Halifax asked again what would be America’s reaction. I said I had not the slightest idea; except that we want to keep out of war. He then asked me why I thought Great Britain should be the defender of the ideals and morals of the democracies rather than the United States—not in a nasty way, but merely for the sake of argument—and I told him that they had made the Czechoslovak incident part of their business, their allies were connected with the whole affair, and our people just failed to see where we should be involved. Cadogan later said he was in complete sympathy with this opinion and wished in heaven’s name they could maintain it.

Halifax said the French had advised him they felt they could make trouble for the Germans on the Siegfried Line but felt that the French were not at all convinced the Germans were as invincible as they sounded.
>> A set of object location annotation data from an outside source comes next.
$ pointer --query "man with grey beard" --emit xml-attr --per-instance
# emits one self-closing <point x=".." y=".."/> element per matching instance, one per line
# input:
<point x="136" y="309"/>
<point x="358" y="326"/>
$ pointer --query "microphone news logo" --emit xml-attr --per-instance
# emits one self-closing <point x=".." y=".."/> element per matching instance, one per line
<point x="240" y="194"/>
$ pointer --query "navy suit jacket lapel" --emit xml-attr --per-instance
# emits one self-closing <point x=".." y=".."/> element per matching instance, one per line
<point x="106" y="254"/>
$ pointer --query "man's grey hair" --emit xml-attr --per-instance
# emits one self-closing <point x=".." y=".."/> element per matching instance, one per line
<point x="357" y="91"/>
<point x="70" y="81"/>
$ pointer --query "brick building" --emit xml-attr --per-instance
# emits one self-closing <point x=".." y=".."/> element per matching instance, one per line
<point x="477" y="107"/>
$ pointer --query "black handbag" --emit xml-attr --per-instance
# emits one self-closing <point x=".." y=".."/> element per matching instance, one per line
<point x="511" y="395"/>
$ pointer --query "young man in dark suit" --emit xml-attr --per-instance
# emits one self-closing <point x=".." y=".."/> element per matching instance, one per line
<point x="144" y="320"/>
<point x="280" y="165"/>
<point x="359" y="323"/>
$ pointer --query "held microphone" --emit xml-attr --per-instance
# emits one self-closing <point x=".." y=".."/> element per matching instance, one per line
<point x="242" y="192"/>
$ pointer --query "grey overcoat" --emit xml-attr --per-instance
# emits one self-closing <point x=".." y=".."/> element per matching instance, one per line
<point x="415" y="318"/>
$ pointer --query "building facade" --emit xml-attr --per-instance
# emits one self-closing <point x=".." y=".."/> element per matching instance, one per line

My own observation this morning is that the British are, much against their will, veering away from the stand of keeping out; that unless Henderson’s opinion is very strong and he has very good arguments, they are inclined to hand the Germans a stiff note. Halifax said of course there cannot be any good in a war except that a short one might mean the end of this impossible Nazism which, unless destroyed will very likely make it impossible for democracies to live. I asked him how the Prime Minister felt and he said the Prime Minister said last night as he went out, “this really is not as much fan as shooting grouse”. So they are quite calm but I feel they sense great danger in the air. Cadogan later told me it is quite possible that nothing terribly important may be said by Hitler at Nuremberg and the meeting may pass off quietly but they do not believe that this is the end by any manner of means.

In reporting these bulletins daily it is difficult to be entirely consistent as with shifting events and protests the topside people are changing their minds as to procedure every few hours. We are staying here all day and as soon as I hear from Halifax again I will send you another message.